O recente acontecimento envolvendo o apresentador Monark, do Flow Podcast, trouxe a lume um intrigante debate de séculos: existe ou não direito absoluto? A liberdade pode ser absoluta? A resposta quanto à primeira indagação parece automática – se é direito, existe regras e modos de exercê-lo-, portanto, seria uma contradição pretender que se tenha por absoluto.

Da liberdade, a temos historicamente como autodeterminação, como necessidade e liberdade como possibilidade ou escolha. Na primeira, a liberdade é ausência de condições e limites.

A segunda não difere conceitualmente da primeira, mas está atribuída à totalidade, assim, longe está da individuação. A terceira, liberdade como possibilidade ou escolha, é finita, ou seja, está condicionada. Aqui, nos ocuparemos da primeira e da terceira. O que é causa de si mesmo é livre, conforme Aristóteles. Para o pensador grego, a realização de uma boa ação depende de cada um e também dependerá de cada um não realizar má ação (Et. nic., III, 5, 1113 b 10).

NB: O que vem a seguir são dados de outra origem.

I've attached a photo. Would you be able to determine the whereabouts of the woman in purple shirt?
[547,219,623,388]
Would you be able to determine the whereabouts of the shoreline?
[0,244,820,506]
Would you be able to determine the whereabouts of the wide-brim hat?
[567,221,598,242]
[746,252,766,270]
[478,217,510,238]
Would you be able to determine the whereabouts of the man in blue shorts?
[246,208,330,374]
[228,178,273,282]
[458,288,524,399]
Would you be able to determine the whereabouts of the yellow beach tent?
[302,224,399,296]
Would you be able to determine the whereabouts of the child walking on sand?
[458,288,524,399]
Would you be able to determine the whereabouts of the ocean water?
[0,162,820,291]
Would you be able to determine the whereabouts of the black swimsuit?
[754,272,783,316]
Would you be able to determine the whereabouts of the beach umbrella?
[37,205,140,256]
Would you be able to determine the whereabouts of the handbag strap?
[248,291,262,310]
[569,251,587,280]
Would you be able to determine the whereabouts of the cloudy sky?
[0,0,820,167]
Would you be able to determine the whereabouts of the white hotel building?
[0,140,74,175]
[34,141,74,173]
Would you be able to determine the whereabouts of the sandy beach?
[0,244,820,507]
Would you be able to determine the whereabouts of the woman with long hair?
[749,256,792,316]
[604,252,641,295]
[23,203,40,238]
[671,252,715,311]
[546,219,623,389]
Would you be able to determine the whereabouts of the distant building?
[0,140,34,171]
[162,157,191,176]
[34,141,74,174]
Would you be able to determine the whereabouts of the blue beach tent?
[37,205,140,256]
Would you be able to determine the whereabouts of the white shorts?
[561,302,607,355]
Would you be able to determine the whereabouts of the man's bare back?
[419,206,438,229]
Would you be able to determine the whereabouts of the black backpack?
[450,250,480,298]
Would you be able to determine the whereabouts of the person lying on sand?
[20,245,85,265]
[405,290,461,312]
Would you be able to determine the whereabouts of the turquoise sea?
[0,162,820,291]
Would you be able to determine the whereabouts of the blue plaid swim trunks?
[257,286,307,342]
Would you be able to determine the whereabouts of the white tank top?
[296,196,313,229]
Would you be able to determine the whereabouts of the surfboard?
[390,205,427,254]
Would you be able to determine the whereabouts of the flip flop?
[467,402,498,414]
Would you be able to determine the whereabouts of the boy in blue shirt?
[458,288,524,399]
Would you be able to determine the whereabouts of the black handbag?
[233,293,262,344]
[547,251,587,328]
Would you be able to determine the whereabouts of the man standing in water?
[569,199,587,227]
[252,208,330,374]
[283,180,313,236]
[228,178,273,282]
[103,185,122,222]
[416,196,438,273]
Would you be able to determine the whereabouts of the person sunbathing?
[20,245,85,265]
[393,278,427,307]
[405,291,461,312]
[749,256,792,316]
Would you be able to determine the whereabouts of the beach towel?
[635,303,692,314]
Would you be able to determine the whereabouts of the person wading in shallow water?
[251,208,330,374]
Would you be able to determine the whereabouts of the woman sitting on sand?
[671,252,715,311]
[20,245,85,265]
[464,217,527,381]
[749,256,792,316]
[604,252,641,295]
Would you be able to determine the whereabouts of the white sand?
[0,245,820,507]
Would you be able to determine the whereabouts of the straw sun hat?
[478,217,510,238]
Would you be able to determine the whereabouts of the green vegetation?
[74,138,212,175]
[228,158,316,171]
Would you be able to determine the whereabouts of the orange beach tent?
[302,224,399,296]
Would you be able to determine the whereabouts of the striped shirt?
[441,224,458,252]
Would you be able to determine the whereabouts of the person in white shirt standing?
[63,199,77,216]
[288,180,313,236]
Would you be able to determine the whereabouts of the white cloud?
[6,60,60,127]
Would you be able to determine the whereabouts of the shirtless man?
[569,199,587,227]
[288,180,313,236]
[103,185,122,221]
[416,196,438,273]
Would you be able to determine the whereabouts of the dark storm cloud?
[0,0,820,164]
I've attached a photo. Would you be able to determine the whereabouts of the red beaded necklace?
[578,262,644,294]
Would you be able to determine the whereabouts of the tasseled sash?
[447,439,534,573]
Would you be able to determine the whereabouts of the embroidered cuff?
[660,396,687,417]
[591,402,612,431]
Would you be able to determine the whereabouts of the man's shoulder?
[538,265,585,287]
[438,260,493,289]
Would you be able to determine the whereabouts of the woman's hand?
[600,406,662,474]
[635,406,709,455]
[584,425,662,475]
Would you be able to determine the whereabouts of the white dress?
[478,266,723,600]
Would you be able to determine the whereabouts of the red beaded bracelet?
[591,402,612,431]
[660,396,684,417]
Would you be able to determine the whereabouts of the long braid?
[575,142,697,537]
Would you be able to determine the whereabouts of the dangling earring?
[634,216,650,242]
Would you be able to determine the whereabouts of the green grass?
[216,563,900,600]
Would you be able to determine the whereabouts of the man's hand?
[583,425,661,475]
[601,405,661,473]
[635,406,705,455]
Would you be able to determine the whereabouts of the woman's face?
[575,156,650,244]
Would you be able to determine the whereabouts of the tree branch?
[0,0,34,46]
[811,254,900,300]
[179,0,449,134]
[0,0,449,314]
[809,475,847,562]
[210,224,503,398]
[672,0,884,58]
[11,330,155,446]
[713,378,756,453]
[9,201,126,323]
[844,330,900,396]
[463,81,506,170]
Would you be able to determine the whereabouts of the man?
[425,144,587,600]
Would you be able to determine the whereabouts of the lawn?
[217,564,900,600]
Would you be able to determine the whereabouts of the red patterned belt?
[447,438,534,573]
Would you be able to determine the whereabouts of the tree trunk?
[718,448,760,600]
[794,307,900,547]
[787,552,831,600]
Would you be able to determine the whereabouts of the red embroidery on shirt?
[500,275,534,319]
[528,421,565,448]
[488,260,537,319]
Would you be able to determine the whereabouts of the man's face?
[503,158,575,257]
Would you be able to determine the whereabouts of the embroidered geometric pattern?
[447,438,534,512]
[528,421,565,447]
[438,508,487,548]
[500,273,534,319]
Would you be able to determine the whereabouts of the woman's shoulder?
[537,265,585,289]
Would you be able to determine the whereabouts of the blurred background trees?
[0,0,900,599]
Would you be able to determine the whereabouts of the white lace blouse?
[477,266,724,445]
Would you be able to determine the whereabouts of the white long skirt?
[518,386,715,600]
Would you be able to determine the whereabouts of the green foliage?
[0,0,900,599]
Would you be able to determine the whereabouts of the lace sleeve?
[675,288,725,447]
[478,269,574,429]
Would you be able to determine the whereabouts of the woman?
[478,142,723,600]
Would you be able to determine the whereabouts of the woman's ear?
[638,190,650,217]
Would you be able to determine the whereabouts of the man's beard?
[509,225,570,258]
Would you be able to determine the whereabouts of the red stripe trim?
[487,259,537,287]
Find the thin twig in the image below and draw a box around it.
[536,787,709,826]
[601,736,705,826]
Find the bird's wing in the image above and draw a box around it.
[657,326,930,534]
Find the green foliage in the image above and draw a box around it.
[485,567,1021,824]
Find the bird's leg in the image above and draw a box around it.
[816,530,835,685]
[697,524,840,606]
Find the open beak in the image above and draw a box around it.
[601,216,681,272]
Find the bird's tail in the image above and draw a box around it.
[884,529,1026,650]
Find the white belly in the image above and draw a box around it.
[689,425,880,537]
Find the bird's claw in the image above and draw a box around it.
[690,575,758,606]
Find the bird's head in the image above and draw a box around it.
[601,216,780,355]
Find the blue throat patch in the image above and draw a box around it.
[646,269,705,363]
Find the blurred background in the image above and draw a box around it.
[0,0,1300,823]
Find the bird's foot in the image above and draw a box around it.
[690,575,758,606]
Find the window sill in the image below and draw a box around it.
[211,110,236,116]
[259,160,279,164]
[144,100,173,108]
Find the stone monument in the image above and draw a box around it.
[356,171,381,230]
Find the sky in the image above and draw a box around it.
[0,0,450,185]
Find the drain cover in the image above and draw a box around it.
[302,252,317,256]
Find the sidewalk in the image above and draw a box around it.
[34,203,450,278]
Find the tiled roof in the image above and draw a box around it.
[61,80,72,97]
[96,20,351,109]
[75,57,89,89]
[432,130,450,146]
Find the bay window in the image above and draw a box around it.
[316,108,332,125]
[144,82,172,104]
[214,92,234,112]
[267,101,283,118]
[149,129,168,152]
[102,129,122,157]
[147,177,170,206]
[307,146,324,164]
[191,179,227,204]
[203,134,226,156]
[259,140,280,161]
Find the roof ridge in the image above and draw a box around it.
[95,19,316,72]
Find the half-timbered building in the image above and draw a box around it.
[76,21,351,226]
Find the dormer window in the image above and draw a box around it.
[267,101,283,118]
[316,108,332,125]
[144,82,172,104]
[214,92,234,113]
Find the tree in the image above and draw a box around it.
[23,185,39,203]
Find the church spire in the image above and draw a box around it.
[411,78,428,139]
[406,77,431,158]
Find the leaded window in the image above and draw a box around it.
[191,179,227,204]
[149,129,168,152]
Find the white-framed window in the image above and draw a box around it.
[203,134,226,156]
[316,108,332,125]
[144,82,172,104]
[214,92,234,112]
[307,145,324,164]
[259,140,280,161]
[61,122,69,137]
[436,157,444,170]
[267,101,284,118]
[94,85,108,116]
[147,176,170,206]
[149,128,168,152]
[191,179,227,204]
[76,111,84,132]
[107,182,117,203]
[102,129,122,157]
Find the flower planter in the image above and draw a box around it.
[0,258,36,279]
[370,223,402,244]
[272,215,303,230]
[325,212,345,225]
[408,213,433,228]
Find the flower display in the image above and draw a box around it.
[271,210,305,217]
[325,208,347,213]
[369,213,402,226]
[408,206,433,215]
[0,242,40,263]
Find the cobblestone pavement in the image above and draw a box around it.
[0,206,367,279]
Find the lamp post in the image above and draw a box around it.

A segunda não difere conceitualmente da primeira, mas está atribuída à totalidade, assim, longe está da individuação
O próprio princípio é o homem, que age e depende de si mesmo. Esse entendimento de “princípio de si mesmo” é a definição da lei incondicionada, a qual está em Cícero: “Para os movimentos voluntários da alma não se deve procurar uma causa alheia, pois o movimento está em nosso poder e depende de nós: nem por isso é sem causa, visto que sua causa é sua própria natureza” (De fato, II, cit. por Nicola Abbagnano, Filosofia).

Epicuro e Lucrécio seguem o mesmo pensamento. Teremos, como consequência, a anarquia (penso eu), uma liberdade sem regras ou condições. A liberdade como possibilidade é exercida pela escolha motivada ou condicionada. Nesse sentido, livre não é quem encarna a causa de si mesmo, mas quem possui determinadas possibilidades, considerando a medida destas. Explico. Platão afirma que a liberdade é a “justa medida”.

A liberdade, portanto, está condicionada a modelos de vida disponíveis e pelas possibilidades objetivas, e também pela motivação. A liberdade é finita, ressalta-se. Desse modo, longe se estará da anarquia quando a liberdade é tomada como possibilidade, como justa medida. Não há liberdade, afora na quadra anárquica, sem condicionantes, sem regras. E o Monark? Qual foi a dele? Pensou, provavelmente, viver numa liberdade sem freios, incondicionada, absoluta.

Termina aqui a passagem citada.